I was chatting with my student when she off-handedly mentioned to me that she’d felt a tickling on her skin and found a spider crawling on her.  In fact, she said, it’s still there on the ground.

I looked…very closely.  It wasn’t a spider.  It was worse.

It was a very sizable wood tick.

My student is from Malaysia and, in her four years here, had apparently never encountered a tick.  I, on the other hand, have had more experience with ticks than I really care to have had.  Of course, any experience with a tick is more than I really care to have.

I grabbed a piece of scotch tape, grabbed the tick, wrapped it up and threw it in the garbage.  Tape is awesome for immobilizing ticks.  Then I proceeded to explain that ticks are blood-sucking parasites that burrow into your skin.  She mentioned that she keeps her apartment very clean, so I had to explain that it likely was a hitchhiker who grabbed onto her as she was walking past a bush or tall grass.  After recalling several other horrible facts about them and explaining the proper way to remove them, I suggested that she have a roommate check her over, especially her hair.

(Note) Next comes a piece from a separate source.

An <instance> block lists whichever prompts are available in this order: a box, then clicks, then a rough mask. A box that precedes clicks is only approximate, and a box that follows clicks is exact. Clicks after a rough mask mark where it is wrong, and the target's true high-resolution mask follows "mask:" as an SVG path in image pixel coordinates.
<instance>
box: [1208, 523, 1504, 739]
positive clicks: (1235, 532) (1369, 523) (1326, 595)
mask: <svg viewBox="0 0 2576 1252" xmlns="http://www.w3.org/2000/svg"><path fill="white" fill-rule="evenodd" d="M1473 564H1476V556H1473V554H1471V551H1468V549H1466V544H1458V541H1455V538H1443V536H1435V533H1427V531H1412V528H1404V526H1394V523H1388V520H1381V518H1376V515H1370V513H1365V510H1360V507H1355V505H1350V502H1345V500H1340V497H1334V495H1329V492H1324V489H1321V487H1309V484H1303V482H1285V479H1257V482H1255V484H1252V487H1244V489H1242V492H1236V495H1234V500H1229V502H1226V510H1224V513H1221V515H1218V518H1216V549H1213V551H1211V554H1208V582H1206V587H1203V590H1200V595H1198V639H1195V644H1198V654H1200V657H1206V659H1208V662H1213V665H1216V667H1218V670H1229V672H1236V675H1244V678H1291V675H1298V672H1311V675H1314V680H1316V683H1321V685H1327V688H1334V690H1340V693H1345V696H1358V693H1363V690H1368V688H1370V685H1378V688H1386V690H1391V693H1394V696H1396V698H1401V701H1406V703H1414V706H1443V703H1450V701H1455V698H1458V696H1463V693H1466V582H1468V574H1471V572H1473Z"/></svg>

I think I must’ve made her really panicked.

“Would you check my hair?”

You really can’t say no in a situation like this.  You certainly can’t say something like, “I’m sorry, but professional etiquette makes it impossible for me to make you feel better now that I’ve scared the crap out of you.”  I was amused, though, because the previous students I’ve worked with were all male.  I could easily see them saying something like, “That’s okay.  I’ll go home and die from lyme disease,” before they’d ask me to do a hair check on them.  Unless, of course, we’d been on a geology field trip together.

I spent the next twenty minutes sifting through her hair, which was incredibly thick and ebony in color.  It occurred to me at this point that blonde Scandinavians have a distinct survival advantage in this type of situation given a dark tick will stick out like a sore thumb.  On this particular student, you could’ve hidden a whole nest of them and it would be hard to find a single one because they would’ve blended in so well.

The good news is that she didn’t appear to have any other unwelcome friends. And the good news for me is that no one walked in and made me explain something that I’m sure would’ve looked very odd in an electronics lab.